Carsoli – Pochi giorni fa è stato reso disponibile su YouTube il video di La scultrice di luce, brano di Marco Malatesta, cantautore di Carsoli. Con l’occasione, esploriamo per intero l’album da cui il singolo è tratto, che ha titolo Il burattino delle stelle ed è uscito lo scorso autunno.
Quella di Marco Malatesta è un’idea di composizione e scrittura fondamentalmente autoriale. Sul cosa significhi precisamente la formula “musica d’autore” ci sarebbe molto da discutere; ma ci possiamo qui limitare a considerare che molti dei caratteri tipici della tradizione cantautorale italiana si ritrovano anche in Malatesta, come il denso lavoro sui testi, la loro chiara vena lirica, e – musicalmente – la centralità data agli strumenti acustici, ma anche molti elementi provenienti dal jazz, dal folk, dal rock, dalla musica popolare. Di fatto, il panorama strumentale che accompagna Malatesta è molto ricco (archi, fiati e voci d’accompagnamento sono molto presenti, oltre ai “canonici” basso-chitarra-batteria): questo impreziosisce gli arrangiamenti e magari dal punto di vista sonoro non ricorda direttamente il Guccini chitarra-voce essenziale (modello comunque un po’ evocato, ad esempio, nella piega intimista de L’amante delle accordature).
Di Guccini, però, o ancora meglio di un de André primitivo, Malatesta riprende il piglio narrativo, la volontà di racchiudere nel giro di pochi minuti una storia compiuta, e un personaggio ben focalizzato, come succede, ad esempio, in L’Epulone, o nello stesso La scultrice di luce.
In filigrana, poi, non è impossibile riconoscere anche influenze esterofile, a partire dai riff di ispirazione quasi hard rock presenti in Paolo e Francesca.

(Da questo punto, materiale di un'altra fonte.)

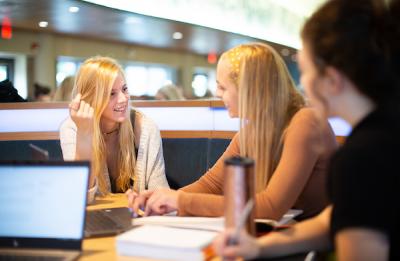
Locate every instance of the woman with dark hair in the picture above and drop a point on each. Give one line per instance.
(349, 66)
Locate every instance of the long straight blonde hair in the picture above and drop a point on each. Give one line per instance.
(268, 99)
(94, 81)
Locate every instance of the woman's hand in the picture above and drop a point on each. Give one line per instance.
(82, 114)
(247, 247)
(157, 202)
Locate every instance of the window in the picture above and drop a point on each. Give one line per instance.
(66, 66)
(143, 79)
(6, 69)
(204, 82)
(146, 79)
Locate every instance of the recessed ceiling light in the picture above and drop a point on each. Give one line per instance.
(133, 20)
(43, 24)
(177, 35)
(74, 9)
(285, 52)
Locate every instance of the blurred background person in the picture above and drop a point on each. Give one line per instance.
(42, 93)
(169, 92)
(64, 91)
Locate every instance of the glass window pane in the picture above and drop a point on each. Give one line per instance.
(136, 78)
(3, 72)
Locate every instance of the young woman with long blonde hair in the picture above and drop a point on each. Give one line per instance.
(349, 68)
(277, 130)
(123, 153)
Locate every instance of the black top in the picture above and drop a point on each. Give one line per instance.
(364, 178)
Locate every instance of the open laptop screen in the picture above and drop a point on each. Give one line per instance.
(43, 200)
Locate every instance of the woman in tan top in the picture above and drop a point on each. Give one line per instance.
(290, 146)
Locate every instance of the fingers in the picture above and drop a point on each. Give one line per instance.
(131, 195)
(154, 205)
(139, 202)
(161, 202)
(74, 105)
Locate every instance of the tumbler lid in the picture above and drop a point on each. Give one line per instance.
(239, 161)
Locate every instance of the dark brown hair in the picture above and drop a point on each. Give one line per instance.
(357, 37)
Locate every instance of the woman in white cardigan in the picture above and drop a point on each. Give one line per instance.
(124, 154)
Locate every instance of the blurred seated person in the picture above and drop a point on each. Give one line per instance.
(169, 92)
(42, 93)
(8, 93)
(64, 91)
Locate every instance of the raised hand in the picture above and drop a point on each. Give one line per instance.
(82, 114)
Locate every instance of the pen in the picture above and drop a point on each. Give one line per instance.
(140, 212)
(233, 240)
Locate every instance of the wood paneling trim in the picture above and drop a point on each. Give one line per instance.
(29, 136)
(33, 105)
(164, 134)
(222, 134)
(188, 103)
(63, 105)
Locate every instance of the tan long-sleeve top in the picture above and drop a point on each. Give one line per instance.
(298, 181)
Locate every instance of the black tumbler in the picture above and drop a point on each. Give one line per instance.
(238, 190)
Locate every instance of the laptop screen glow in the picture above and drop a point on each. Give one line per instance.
(42, 201)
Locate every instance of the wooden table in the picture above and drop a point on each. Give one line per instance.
(103, 248)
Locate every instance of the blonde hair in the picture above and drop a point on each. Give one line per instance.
(268, 99)
(94, 81)
(64, 91)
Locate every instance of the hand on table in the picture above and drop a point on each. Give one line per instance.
(153, 202)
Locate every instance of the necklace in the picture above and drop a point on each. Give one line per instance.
(111, 132)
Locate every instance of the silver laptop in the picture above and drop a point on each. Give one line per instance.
(42, 209)
(99, 222)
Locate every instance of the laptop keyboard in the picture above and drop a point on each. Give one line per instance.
(6, 257)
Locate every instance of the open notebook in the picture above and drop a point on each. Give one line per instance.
(161, 242)
(207, 223)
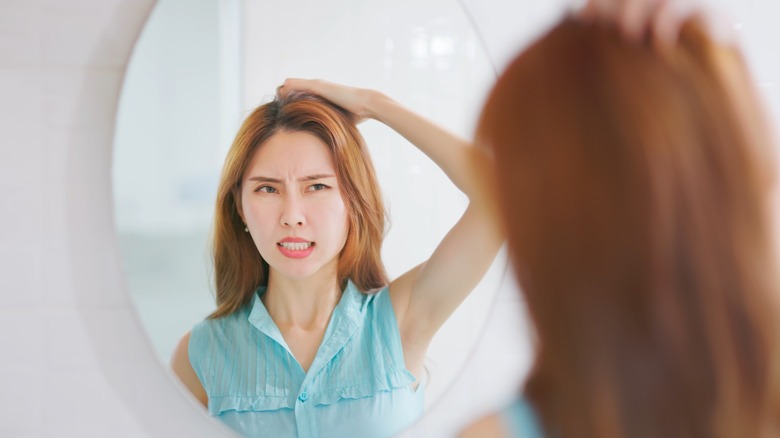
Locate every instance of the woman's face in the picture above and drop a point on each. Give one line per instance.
(292, 205)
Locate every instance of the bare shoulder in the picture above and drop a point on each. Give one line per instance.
(490, 426)
(181, 366)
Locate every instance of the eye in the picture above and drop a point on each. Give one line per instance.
(317, 187)
(265, 189)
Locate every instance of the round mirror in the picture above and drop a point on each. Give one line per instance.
(200, 66)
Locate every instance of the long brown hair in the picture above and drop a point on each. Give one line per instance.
(238, 267)
(635, 186)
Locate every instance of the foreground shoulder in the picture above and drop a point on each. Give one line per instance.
(181, 366)
(490, 426)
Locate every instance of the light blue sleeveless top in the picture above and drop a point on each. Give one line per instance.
(357, 385)
(520, 420)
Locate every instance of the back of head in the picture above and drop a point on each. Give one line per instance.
(238, 267)
(634, 185)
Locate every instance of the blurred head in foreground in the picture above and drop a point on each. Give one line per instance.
(634, 184)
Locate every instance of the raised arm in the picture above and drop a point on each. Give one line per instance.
(426, 296)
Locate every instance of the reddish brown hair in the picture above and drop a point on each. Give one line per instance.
(635, 185)
(238, 267)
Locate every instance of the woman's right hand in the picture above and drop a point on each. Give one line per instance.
(663, 19)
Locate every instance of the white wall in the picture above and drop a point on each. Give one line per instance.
(74, 359)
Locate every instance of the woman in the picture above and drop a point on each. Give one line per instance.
(309, 337)
(635, 186)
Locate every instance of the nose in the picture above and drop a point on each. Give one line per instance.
(292, 212)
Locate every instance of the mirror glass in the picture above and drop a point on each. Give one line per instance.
(200, 66)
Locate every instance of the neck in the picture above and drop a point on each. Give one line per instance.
(304, 303)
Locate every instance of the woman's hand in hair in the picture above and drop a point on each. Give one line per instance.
(354, 100)
(662, 20)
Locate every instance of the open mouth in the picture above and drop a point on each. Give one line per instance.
(296, 246)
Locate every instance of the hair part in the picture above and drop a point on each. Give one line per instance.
(239, 269)
(635, 194)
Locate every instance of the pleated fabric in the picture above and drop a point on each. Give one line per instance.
(520, 420)
(357, 385)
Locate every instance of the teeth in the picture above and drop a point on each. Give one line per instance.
(296, 246)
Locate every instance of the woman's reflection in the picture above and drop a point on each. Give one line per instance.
(310, 338)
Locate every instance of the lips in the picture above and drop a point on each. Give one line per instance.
(295, 247)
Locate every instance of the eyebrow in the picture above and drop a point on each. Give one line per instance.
(305, 178)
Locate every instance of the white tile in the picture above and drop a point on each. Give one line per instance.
(22, 91)
(20, 37)
(81, 99)
(91, 34)
(23, 211)
(21, 405)
(20, 274)
(21, 338)
(84, 404)
(88, 158)
(67, 346)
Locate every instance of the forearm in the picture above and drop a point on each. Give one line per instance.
(450, 152)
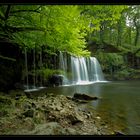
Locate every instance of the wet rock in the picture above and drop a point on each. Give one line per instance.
(51, 128)
(28, 113)
(118, 133)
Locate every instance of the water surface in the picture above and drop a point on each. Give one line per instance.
(119, 104)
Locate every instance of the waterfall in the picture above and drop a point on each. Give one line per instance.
(63, 66)
(84, 70)
(79, 69)
(26, 70)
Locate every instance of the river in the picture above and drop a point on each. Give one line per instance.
(119, 104)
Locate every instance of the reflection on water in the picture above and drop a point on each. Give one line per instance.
(119, 104)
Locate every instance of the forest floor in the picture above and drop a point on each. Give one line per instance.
(49, 114)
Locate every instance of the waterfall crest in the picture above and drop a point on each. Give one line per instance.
(84, 70)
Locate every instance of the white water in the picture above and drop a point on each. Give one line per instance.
(84, 70)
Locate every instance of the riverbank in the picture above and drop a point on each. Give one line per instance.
(49, 114)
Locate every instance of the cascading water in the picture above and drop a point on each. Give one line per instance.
(84, 70)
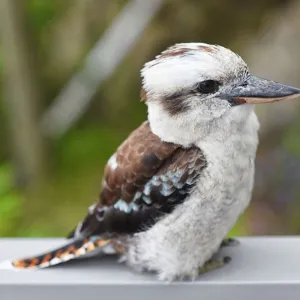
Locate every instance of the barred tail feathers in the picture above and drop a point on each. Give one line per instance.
(59, 255)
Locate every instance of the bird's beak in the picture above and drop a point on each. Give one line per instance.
(258, 90)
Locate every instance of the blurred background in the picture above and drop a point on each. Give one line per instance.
(70, 84)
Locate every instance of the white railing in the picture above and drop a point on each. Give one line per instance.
(261, 268)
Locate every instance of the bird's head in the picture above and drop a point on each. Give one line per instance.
(199, 83)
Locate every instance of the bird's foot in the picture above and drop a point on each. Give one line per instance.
(214, 263)
(229, 242)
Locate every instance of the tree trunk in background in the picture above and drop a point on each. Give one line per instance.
(22, 94)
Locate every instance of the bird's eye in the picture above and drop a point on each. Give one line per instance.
(208, 86)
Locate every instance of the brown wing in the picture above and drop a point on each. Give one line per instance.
(145, 178)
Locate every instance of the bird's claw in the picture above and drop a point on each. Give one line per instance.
(214, 264)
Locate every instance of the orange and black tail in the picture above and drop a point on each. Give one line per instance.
(72, 250)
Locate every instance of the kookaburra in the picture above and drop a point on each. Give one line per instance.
(176, 186)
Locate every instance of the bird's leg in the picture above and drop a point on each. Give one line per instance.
(229, 242)
(214, 263)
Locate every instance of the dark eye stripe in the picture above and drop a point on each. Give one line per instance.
(208, 86)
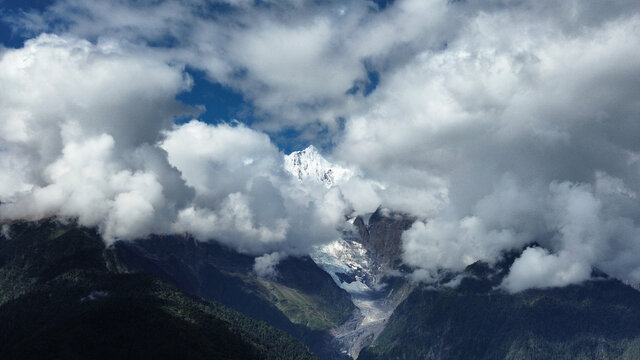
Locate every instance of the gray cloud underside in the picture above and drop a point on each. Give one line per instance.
(496, 123)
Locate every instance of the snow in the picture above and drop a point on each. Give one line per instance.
(309, 165)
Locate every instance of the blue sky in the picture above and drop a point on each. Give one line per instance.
(492, 123)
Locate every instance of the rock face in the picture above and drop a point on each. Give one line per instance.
(599, 319)
(61, 297)
(360, 262)
(382, 235)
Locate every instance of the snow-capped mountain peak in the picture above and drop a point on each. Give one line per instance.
(309, 164)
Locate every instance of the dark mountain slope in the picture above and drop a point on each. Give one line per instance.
(599, 319)
(303, 300)
(60, 301)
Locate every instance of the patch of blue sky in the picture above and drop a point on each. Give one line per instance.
(9, 37)
(221, 103)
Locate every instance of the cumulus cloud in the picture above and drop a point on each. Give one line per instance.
(79, 123)
(497, 124)
(89, 130)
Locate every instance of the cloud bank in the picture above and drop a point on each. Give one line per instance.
(495, 123)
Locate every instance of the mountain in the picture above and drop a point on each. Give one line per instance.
(599, 319)
(365, 261)
(60, 298)
(309, 165)
(302, 300)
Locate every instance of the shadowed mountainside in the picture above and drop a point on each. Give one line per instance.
(59, 300)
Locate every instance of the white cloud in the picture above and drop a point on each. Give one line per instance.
(265, 265)
(496, 123)
(537, 268)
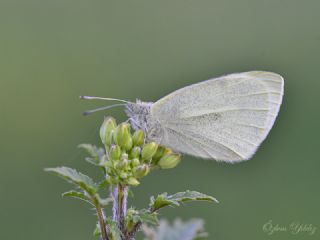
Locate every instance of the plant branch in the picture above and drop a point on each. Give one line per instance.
(120, 195)
(102, 223)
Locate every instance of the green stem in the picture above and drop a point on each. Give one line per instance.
(102, 223)
(120, 195)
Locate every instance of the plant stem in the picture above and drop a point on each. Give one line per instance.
(102, 223)
(120, 195)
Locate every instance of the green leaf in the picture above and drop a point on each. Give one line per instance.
(114, 232)
(164, 200)
(147, 217)
(190, 230)
(97, 231)
(77, 178)
(96, 154)
(77, 195)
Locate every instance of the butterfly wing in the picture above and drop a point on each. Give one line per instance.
(224, 118)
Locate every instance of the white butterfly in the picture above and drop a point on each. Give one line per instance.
(224, 118)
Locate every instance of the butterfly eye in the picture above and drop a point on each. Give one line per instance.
(155, 134)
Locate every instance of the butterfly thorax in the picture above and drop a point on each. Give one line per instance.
(139, 114)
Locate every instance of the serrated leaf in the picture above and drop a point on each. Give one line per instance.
(190, 230)
(77, 178)
(96, 153)
(145, 216)
(164, 200)
(191, 196)
(77, 195)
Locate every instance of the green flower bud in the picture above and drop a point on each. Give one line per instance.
(149, 150)
(135, 152)
(138, 138)
(123, 163)
(141, 171)
(123, 175)
(135, 162)
(169, 161)
(106, 129)
(132, 181)
(115, 152)
(161, 151)
(122, 136)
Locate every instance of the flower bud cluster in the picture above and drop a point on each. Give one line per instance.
(129, 157)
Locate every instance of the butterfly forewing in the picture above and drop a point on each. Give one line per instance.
(224, 118)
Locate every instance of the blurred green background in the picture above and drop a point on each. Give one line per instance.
(52, 51)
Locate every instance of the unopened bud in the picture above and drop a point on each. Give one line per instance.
(123, 164)
(135, 152)
(135, 162)
(159, 154)
(123, 175)
(106, 129)
(149, 150)
(133, 181)
(141, 171)
(138, 138)
(169, 161)
(122, 136)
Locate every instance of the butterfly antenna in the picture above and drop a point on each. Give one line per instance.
(105, 99)
(86, 113)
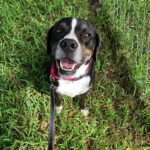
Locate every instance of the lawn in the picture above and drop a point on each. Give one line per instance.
(119, 103)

E trovo molto interessante, a questo punto, il progetto laterale portato avanti dal musicista su YouTube, costituito da una serie di video intitolati I ganci del burattino, in cui l’autore ha raccontato in prima persona la costruzione del suo disco, rivelandone il processo creativo e i “ganci”, cioè i punti di riferimento musicali che ha avuto presenti nel suo percorso. I nomi possono a un primo momento provocare sorpresa: accanto agli immaginabili Guccini, Branduardi e de André (ma, si badi, il de André di Crêuza de mä), compaiono anche Joy Division e Cure. Qui ci vogliono l’orecchio attento e l’ascolto vero, per cogliere questi richiami: un pezzo come Comete, a mio avviso uno dei più riusciti del disco, costruisce un dialogo tra basso e chitarra, una distensione che ricordano – felicemente – Robert Smith e soci.
Il burattino delle stelle, insomma, è un album musicalmente composito e che pesca da universi anche molto distanti (possiamo nominare anche l’elettronica sommessa di Caravaggio), gestendo la voce calda e profonda di Malatesta in maniere sempre diverse tra un brano e l’altro, eppure complessivamente omogenee. E questo dà valore a una scrittura che indaga lo spazio sospeso tra cielo e terra, tra popolo e astronomia che è la cifra atmosferica dell’intero disco.